What if your house and computer are destroyed in fire? Then the backup somewhere else (online or at a friend's place) helps get your files back. What if your computer is stolen? What if its hard drive is fried for whatever reason? What if a software update or an infant kills your system, or a cat pees on it? 

If you don't have a backup, guess what? Your work for the semester, or the whole PhD, or the dozen manuscripts for the books you have been working for in the past twelve years or the 140000 pictures of your offspring are gone. Why would you want to risk this?

Mac OS X comes with Time Machine and an easy way to set up regular backups, so all you needed was to set it up. Or just do a manual backup of the important files every week or so, to a USB drive, external drive, some online storage solution, to a DVD, or whatever you prefer.

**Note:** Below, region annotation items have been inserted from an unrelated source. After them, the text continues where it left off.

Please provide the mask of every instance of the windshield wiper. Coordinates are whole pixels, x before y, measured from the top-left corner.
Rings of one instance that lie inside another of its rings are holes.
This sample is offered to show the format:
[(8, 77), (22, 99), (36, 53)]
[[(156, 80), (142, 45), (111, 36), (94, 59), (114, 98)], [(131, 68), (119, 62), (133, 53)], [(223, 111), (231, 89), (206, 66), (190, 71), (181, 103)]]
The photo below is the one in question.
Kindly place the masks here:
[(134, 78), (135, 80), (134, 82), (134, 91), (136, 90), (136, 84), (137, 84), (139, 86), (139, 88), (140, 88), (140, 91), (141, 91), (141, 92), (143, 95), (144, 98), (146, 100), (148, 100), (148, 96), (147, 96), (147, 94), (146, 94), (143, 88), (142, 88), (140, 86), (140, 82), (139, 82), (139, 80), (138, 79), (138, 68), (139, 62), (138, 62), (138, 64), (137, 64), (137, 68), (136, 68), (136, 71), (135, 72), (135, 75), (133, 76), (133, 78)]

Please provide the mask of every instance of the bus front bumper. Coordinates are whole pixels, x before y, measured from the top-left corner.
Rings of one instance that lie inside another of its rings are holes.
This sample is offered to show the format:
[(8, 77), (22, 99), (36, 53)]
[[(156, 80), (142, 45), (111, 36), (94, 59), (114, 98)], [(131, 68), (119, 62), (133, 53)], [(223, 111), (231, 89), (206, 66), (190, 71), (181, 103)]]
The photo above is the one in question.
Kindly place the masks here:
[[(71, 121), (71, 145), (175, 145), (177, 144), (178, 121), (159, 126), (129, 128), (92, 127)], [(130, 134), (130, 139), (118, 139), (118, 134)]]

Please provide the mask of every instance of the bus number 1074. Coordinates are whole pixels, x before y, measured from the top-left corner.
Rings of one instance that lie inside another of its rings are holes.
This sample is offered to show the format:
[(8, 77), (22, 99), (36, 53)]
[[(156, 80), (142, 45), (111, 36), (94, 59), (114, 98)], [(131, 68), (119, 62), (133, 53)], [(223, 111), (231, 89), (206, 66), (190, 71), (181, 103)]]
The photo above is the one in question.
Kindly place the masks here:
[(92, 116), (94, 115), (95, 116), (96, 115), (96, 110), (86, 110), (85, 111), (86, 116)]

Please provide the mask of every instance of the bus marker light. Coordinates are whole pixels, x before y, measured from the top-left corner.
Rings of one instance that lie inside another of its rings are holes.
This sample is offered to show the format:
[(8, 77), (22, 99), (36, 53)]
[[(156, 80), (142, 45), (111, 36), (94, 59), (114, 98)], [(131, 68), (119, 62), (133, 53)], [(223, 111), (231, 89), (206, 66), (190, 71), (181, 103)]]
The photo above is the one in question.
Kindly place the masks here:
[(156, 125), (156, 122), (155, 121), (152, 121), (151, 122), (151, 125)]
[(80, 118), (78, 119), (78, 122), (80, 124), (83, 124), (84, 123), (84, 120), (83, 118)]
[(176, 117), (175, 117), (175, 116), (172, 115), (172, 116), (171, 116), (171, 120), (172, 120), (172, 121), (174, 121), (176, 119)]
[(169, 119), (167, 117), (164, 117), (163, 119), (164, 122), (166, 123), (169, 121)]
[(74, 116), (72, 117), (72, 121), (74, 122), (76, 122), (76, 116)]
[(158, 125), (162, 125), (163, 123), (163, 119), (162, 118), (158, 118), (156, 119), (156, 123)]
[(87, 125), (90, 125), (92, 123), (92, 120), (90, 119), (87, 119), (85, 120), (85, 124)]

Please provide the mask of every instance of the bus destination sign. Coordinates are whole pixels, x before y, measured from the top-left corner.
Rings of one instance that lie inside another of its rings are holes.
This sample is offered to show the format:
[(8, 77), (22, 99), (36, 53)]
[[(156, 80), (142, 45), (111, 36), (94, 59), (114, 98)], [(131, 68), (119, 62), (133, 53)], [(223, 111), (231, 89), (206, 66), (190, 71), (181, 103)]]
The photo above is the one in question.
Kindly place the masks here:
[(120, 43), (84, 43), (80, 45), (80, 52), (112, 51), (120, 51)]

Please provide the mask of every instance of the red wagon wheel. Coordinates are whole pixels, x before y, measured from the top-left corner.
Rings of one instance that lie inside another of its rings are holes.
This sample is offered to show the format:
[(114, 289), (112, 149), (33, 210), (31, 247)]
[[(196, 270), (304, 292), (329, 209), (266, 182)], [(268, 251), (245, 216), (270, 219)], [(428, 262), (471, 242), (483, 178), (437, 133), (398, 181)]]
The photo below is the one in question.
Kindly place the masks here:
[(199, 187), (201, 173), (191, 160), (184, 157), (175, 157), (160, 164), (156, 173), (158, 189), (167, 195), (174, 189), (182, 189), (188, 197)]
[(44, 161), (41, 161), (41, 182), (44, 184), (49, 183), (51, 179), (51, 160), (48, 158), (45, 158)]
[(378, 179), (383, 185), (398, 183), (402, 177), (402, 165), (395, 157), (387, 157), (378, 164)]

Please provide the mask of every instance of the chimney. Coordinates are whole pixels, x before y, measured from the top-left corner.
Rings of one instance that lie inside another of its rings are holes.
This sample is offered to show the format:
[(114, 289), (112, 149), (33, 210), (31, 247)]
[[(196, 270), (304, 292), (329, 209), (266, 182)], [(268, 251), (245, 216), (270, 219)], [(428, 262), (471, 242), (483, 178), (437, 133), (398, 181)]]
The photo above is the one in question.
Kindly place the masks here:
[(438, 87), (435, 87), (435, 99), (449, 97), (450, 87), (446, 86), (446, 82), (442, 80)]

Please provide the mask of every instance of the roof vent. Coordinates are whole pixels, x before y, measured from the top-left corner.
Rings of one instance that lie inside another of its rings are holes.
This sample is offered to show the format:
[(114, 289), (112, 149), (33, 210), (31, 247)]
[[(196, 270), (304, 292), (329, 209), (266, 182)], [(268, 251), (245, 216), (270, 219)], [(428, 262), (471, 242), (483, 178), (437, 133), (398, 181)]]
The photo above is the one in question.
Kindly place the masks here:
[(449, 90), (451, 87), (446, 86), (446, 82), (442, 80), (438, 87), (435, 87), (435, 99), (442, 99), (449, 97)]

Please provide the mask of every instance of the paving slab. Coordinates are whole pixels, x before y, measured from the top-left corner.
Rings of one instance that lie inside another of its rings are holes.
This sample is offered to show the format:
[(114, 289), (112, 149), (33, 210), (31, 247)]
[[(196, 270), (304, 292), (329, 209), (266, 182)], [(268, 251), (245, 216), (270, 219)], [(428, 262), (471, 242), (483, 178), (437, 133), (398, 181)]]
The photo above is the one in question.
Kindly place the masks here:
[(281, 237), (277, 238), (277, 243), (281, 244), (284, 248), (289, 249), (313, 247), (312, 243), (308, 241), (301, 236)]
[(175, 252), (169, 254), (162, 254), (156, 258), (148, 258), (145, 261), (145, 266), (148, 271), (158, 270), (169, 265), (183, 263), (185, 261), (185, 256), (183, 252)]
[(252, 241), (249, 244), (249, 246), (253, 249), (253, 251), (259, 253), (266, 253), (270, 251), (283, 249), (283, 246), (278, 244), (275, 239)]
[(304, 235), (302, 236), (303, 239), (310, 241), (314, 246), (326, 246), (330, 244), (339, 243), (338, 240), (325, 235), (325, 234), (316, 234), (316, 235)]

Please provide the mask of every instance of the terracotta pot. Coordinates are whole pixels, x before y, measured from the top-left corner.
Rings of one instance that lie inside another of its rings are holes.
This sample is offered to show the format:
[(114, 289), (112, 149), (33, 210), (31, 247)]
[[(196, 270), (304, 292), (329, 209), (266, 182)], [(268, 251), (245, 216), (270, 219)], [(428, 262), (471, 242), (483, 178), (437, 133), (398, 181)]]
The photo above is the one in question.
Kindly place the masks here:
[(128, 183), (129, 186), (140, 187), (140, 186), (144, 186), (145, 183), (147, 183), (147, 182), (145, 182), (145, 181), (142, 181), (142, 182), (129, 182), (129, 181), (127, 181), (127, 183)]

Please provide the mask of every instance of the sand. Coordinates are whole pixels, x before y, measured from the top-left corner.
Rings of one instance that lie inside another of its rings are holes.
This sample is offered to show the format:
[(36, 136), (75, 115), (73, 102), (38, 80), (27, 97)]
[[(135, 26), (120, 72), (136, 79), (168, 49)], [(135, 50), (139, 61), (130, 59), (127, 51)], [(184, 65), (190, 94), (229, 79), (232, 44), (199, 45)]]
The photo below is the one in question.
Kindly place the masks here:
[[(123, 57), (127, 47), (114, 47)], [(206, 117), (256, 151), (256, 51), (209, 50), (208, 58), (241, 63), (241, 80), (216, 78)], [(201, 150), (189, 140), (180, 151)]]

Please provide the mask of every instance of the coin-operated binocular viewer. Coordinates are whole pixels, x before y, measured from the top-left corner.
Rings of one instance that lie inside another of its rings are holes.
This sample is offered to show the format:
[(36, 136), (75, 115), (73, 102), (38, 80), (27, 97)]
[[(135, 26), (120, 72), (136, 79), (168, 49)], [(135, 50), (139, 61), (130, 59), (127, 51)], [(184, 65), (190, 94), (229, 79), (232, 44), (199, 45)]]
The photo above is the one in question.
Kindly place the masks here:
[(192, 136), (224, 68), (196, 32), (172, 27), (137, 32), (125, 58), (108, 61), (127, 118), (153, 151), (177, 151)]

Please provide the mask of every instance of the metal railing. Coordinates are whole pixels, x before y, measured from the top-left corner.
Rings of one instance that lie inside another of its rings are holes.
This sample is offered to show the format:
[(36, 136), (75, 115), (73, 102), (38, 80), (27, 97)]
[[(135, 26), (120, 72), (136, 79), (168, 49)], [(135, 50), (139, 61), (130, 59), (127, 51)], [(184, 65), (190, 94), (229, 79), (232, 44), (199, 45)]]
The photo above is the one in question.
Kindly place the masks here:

By not having a backup, you are vulnerable to all the threads two paragraphs above, and _anything_ that could destroy one file or the whole system. Your computer being stolen, fried in an oven by accident (I have seen two 17" PowerBooks destroyed in the oven after some infants had put them there), peed on by a furry or unfurry animal, falling on the ground from your back, being driven over by a car (that happens too), having some update eat all your files (AddressBook eat all your contacts and phone numbers for instance, or a software write nothing but zeros on all the files that were created by it), and the list could go on. 

If there are _no backups_, meanwhile, shut down that system. 
The files are gone, but the physical space they were located in on that drive may store its ones and zeros for a while. If you are browsing using that computer now, shut it down, and use something else. If some file, of anything the computer does, writes over it, you are out of luck. 
There are solutions that may be able to help you with extracting those files thought gone from that system. Several of them are listed in other threads in this forum; the only one of the professional hard drive data extractor services I remember by name is www.drivesavers.com.

Just like in the real life out-of-computer situations, always be prepared, and always have backups.


----------